Dependendo da cidade, porém, a recomposição completa das APPs leva a um salto de vegetação, como em Santa Branca, Arapeí, Lorena, Tremembé e Cachoeira Paulista. Outros exemplos são Potim e Canas, que sairiam de 6% e 11% de vegetação nativa para 21% e 24%, respectivamente, com recuperação das APPs.
“Podemos enxergar o estudo como um copo meio cheio ou meio vazio”, afirma Kaline de Mello, uma das autoras da pesquisa, pesquisadora da USP e professora da UnespRio Claro.
“Ao mesmo tempo que o estudo mostra o potencial de restauração florestal no estado com o simples cumprimento da lei, mostra também a situação preocupante de que há cerca de 768 mil hectares de áreas de preservação permanente que deveriam estar conservadas, e não estão.”
O ganho de vegetação, porém, pode ser menor —em torno de 14%, mais de 760 mil hectares, para todo o estado— caso os proprietários optem pela chamada regra da escadinha. Nela, como consta no Código Florestal de 2012, a recuperação de APPs pode ser proporcional ao tamanho da propriedade. As menores podem restaurar menos.
Considerando áreas rurais consolidadas (com ocupação comprovada) até 22 de julho de 2008, é permitida nas APPs a continuidade de atividades agrossilvipastoris, de ecoturismo e de turismo rural.
O Código Florestal determina que os proprietários são obrigados a restaurar áreas de APPs em suas terras.
Essas áreas são de extrema relevância pelo potencial impacto que têm no abastecimento hídrico e na qualidade da água que chega às cidades. Já no caso de morros, a vegetação é importante para evitar deslizamentos e assoreamento de rios.
As estimativas da USP e da SOS Mata Atlântica levaram em conta as determinações do Programa Agro Legal, que regulamenta, no estado de São Paulo, o Código Florestal. O Agro Legal entrou em vigência em setembro passado.

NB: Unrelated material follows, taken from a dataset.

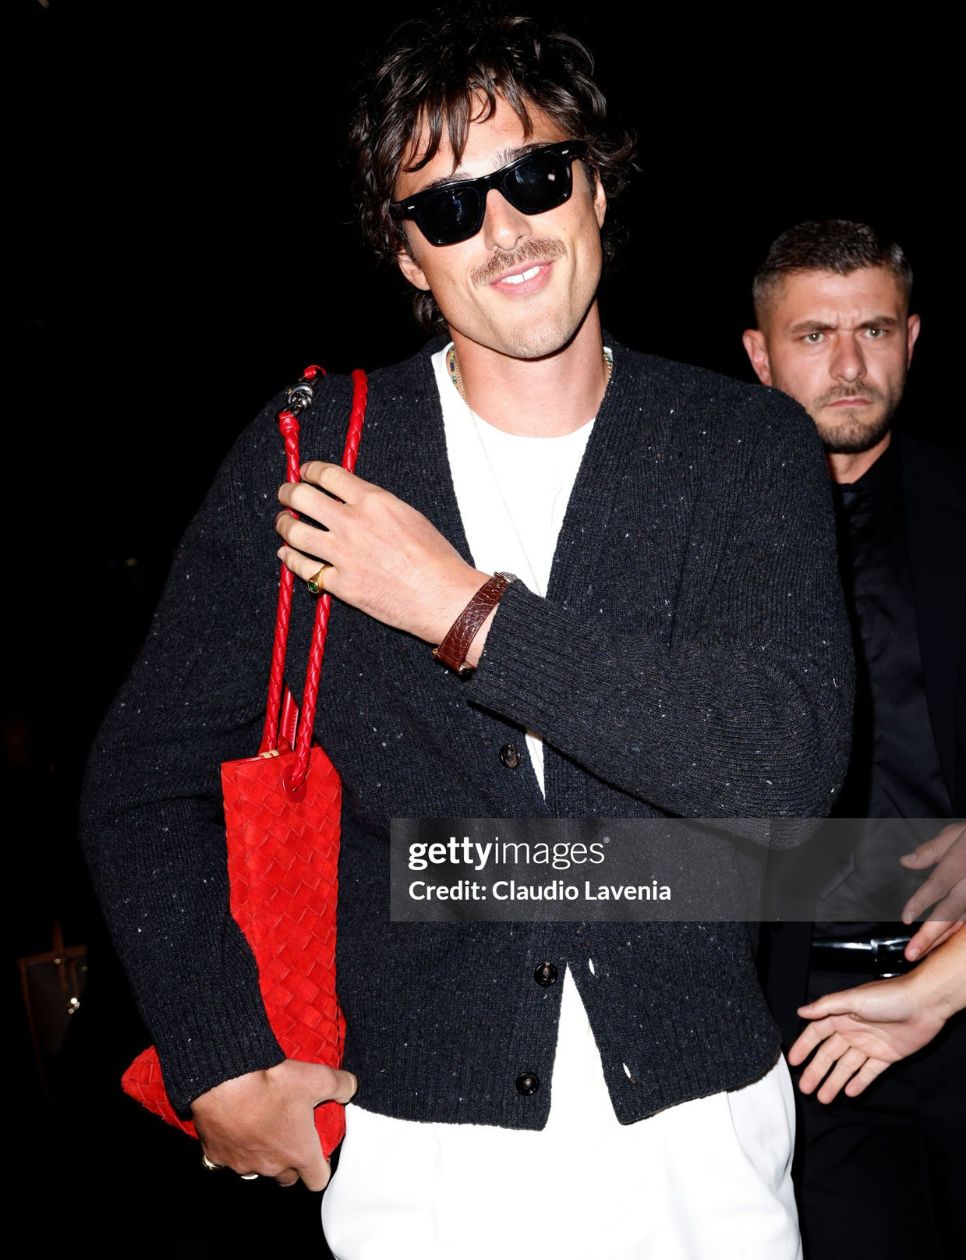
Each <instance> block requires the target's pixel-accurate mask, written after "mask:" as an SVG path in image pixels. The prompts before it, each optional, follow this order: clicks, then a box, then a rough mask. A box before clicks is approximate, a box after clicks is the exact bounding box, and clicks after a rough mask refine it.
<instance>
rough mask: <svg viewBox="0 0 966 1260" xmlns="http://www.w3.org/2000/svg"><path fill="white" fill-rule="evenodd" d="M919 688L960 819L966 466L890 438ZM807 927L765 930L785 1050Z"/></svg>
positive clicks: (965, 728)
mask: <svg viewBox="0 0 966 1260" xmlns="http://www.w3.org/2000/svg"><path fill="white" fill-rule="evenodd" d="M893 442H894V445H895V447H897V455H898V459H899V469H901V479H902V496H903V504H902V505H903V519H904V524H906V538H907V546H908V554H909V564H911V571H912V580H913V601H914V609H916V627H917V633H918V640H919V655H921V658H922V673H923V687H924V690H926V703H927V709H928V714H929V725H931V727H932V733H933V737H935V740H936V748H937V752H938V755H940V765H941V769H942V774H943V779H945V782H946V786H947V789H948V793H950V800H951V803H952V816H953V818H962V816H966V467H965V466H963V461H962V459H961V456H960V455H958V452H955V451H948V450H941V449H938V447H933V446H928V445H926V444H923V442H919V441H916V440H914V438H912V437H909V436H907V435H904V433H901V432H897V433H895V435H894V437H893ZM811 936H812V925H811V922H787V924H781V925H777V926H775V927H766V929H764V932H763V937H762V979H763V984H764V989H766V994H767V997H768V1004H770V1007H771V1009H772V1012H773V1014H775V1017H776V1019H777V1021H778V1024H780V1027H781V1031H782V1042H783V1043H785V1045H788V1043H791V1042H792V1041H793V1039H795V1038H796V1037H797V1034H798V1031H800V1029H801V1024H802V1021H801V1018H800V1017H798V1014H797V1007H800V1005H801V1004H802V1003H804V1002H805V1000H806V988H807V982H809V950H810V945H811Z"/></svg>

Segundo a análise, só 104 (16%) municípios paulistas têm 30% ou mais de vegetação nativa. As restaurações em escadinha e total elevariam esse número para 134 e 160, respectivamente. Essas áreas estão concentradas no sul e na região litorânea do estado.
O índice de 30% é o recomendado para manter o equilíbrio ecossistêmico na região, aponta o estudo. Levando em conta só municípios com mata atlântica, 18% têm vegetação igual ou maior que 30%. O total saltaria para 28% com restauração total das APPs.
A mata atlântica é o bioma mais devastado do Brasil, restando pouco mais de 12% de vegetação nativa. É nesse bioma que se concentra a maior parte da população no país, mais um fator que pode gerar pressão sobre a mata —que viu o desmatamento crescer 27% de 2018 a 2019, em relação ao período anterior.
O estudo mostra que a situação do cerrado —que também sofre com perdas elevadas de vegetação nativa— é mais crítica em São Paulo. Só 5% dos municípios com o bioma têm vegetação nativa maior ou igual a 30%. Isso iria a 15% com restauração total.
“Depois de quase dez anos, o Código Florestal vai chegar lá na ponta”, diz o especialista da Fundação SOS Mata Atlântica. “O programa Agro Legal é a implementação do Código Florestal em São Paulo, finalmente. Desde 2012 continuamos nas etapas de regulamentação.”
Ou seja, é possível agora a recuperação de APPs e a recomposição de Reservas Legais, que são áreas de floresta nativa que devem ser mantidas nas propriedades privadas.
“A restauração total só vai acontecer se tivermos incentivos, pagamentos por serviços ambientais”, diz Guedes Pinto.”
Ele diz que a recuperação total de APPs tem dois impactos esperados: aumento na biodiversidade, com impacto econômico, e a questão da água.
Sobre as bacias do oeste do estado, o estudo mostra dados preocupantes, com taxas de vegetação nativa que estão próximas a 10%.